Simon Strong se encontraba sentado en una silla tallada de madera oscura en el salón de El Cántaro; el aire en el gran salón era espeso, como si la misma piedra del castillo respirara lentamente, agobiada por los ánimos de los Butterwell. Las velas parpadeaban con luz tenue, lanzando sombras largas sobre las paredes, adornadas con los estandartes dorados y plateados.
Lord Byron Butterwell aún no regresaba de su viaje a Aguasdulces, y la espera de Simon se alargaba más de lo que había previsto. Había venido con un propósito muy claro: sellar la alianza entre las casas Strong y Butterwell mediante el matrimonio de su nieto, Wilbur, con una de las hijas de Lord Butterwell. Pero ahora, en lugar de negociar, Simon se veía atrapado en un nido de serpientes disfrazado de cortesía.
El viejo lord Strong tamborileaba con los dedos sobre el reposabrazos de su silla, mirando a su nieto, que se mantenía rígido junto a él, esperando como él. Wilbur no era precisamente un joven brillante, pero era fuerte y obediente, lo cual lo convertía en una pieza valiosa en la intrincada red política de Poniente. Simon esperaba que su matrimonio con una Butterwell fortaleciera el poder de su casa en estos tiempos inciertos.
Sin embargo, lo que más perturbaba a Simon no era la demora de Lord Byron, sino los entretenimientos que los Butterwell ofrecían en su ausencia. Los sirvientes y la familia parecían deleitarse con espectáculos grotescos y burlescos que ridiculizaban a Rhaenyra Targaryen, la Reina Negra. Se burlaban de su legitimidad, imitando sus gestos y palabras en grotescas parodias. Esta noche, en particular, Simon había sido testigo de una de las escenas más dantescas: un espectáculo de enanos representando a Rhaenyra follándose a todo Desembarco del Rey para ganar adeptos y dominando su mente con su coño brujo y Aegon II derrotándola al darle por culo con su polla santificada.
La sala se llenó de carcajadas mientras los actores danzaban de forma torpe, pero Simon no podía unirse a las risas. Se obligaba a mantener una expresión neutral, aunque por dentro ardía de desagrado. Era bien sabido que los Butterwell simpatizaban con los Verdes, los enemigos de Rhaenyra, pero la abierta burla a la reina, en un momento tan delicado como la Danza de los Dragones, era una provocación peligrosa. Los tiempos eran inciertos y Simon Strong, aunque atado a los Verdes a causa del Señor de Harrenhal, sabía que era mejor esperar qué tenía que decir Lord Tully al respecto. Para él, la política era un juego de paciencia y supervivencia.
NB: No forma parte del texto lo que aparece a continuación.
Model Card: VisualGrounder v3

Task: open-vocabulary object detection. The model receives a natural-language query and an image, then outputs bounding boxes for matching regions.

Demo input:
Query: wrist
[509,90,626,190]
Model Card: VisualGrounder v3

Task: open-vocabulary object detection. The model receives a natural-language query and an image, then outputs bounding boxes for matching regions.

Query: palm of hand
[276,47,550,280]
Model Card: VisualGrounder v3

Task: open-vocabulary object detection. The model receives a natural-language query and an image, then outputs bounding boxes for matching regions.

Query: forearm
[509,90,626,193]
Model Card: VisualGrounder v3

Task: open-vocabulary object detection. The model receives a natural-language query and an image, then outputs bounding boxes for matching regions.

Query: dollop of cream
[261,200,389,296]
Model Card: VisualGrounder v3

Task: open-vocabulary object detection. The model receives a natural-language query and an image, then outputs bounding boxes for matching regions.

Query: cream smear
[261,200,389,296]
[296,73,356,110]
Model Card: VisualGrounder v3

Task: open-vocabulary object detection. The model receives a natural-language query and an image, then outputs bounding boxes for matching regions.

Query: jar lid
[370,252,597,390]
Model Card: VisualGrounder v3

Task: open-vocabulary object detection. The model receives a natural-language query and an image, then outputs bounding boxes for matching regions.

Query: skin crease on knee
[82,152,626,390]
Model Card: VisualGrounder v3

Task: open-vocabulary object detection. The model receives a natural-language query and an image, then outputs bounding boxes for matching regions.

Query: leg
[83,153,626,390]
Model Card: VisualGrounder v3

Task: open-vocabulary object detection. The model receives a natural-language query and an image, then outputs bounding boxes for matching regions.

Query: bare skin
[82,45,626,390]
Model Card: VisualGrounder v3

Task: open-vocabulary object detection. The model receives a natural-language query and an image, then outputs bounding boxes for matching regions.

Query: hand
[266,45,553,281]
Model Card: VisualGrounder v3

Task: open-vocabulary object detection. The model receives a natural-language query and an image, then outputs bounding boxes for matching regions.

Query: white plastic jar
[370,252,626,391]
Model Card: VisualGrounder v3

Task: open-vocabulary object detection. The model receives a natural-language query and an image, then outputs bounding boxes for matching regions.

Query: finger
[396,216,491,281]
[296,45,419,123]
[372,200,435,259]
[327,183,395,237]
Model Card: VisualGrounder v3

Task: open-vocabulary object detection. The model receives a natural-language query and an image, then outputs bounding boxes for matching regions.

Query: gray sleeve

—Es indecente —murmuró Wilbur, con una expresión incómoda mientras observaba la parodia, incapaz de apartar la vista—. ¿Qué pretenden?
Simon giró la cabeza lentamente hacia su nieto, quien había hablado por primera vez desde que la grotesca función comenzó.
—Calla, muchacho —dijo en un tono bajo pero afilado—. Estamos aquí para negociar, no para juzgar. Si los Butterwell se divierten con esto, es su problema, no el nuestro.
Mientras las risas de los Butterwell y sus sirvientes resonaban por el salón, Simon pensaba en el futuro. Si Lord Byron regresaba con buenas noticias de Aguasdulces, tal vez se podría sellar el matrimonio.
El espectáculo terminó con un último rugido falso del Aegon, seguido de más risas, y Simon se levantó lentamente, cansado de la espera, cansado del espectáculo. Miró a su nieto y susurró:
—Debemos estar preparados. Los Butterwell puede que no sean los aliados más fiables de los Ríos pero sí los más cercanos.
Y así, con la mirada fija en las puertas del salón, Simon Strong esperó, pacientemente, la llegada de Lord Byron, consciente de que el destino de su casa dependía de esa reunión… y de su capacidad para navegar entre el caos que los Butterwell desataban con tanta ligereza.